Dr. Sonoda referred to Dr. Murallitharan’s comments about the drivers of health, including the social and economic environment, and the physical environment as well as the healthcare environment. He asked how these drivers could be best combined with the other factors that had been mentioned in order to go some way towards solving challenges relating to UHC. He asked whether the focus is on changing people’s mindset, or on changing the political system.
Dr. Murallitharan responded that with almost every complex problem, there is really no one-size fits all solution. The problem with the multidimensional aspects of healthcare requires us to actually put in multidimensional solutions working all at once. In Malaysia one of the serious problems is that people wait until they are seriously sick before seeking treatment. That is why one of the ways of improving the situation relating to cancer care in Malaysia is to encourage people to consider entering into insurance. Another way is to encourage individual transformation, and push people in a direction to consider a healthier lifestyle.
A student referred to the slide about influencing factors on health behavior, questioning the importance of medication factors and whether they are as important as the other four influencing factors. Dr. Murallitharan responded that not all of these factors need to be given equal weighting, and indeed the weighting may change from country to country and on specific situations. Medication remains an important factor influencing health behavior, because many people actually have a fear of taking medication. In such a situation it is important therefore to also focus on how to overcome patient fears about medication. The best cancer drugs in the world will not work if people are afraid to take them, and therefore research is required on ways of diversifying medication delivery methods. Other patients may be concerned about side effects of medication, and such concerns also need addressing. It is important not to underestimate such concerns.

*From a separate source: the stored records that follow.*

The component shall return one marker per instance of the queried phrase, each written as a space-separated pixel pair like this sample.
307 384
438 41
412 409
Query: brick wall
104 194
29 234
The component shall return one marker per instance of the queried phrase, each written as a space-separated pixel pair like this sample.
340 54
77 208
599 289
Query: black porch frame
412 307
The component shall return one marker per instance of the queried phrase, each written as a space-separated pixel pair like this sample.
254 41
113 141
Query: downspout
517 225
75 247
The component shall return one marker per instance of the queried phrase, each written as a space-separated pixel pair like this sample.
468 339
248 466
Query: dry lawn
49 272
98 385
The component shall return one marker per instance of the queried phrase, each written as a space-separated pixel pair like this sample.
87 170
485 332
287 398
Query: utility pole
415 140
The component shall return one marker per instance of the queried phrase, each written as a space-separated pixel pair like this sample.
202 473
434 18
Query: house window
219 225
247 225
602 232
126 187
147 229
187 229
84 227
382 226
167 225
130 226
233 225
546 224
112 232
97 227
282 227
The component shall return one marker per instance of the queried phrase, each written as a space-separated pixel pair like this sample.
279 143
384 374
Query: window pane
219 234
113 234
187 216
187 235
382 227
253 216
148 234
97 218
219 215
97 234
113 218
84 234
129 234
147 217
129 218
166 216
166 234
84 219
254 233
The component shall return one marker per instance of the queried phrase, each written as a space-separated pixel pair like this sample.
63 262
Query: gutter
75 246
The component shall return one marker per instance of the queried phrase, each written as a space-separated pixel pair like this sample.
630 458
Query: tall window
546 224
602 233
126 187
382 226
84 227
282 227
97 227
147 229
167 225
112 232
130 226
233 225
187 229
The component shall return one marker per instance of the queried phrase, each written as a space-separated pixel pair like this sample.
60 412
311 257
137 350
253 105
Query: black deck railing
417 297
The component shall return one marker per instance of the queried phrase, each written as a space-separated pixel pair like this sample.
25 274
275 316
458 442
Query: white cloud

A student asked about AI and how it could play a role in solving the problem of cancer and cancer care, particularly given the lack of professional doctors in Malaysia. He suggested that AI could particularly play a role in diagnosis.
Dr. Murallitharan responded that already in Malaysia AI is being used to read radiology reports, thus reducing the workload of human doctors. Another example of the use of AI is in communication to patients and patient-provider relationships. A recent study has shown that a chatbot’s responses to patients’ questions were well-received by 60 to 70% of patients, in some cases even better than a human doctor, with AI being viewed as being more friendly and accessible than a real doctor.
(7) Topic for short report
Dr. Murallitharan asked students to complete the following: i) Describe your own country’s health system explaining the private and public segments, and ii) describe from your own understanding, what are the challenges of UHC in your own countries, using examples.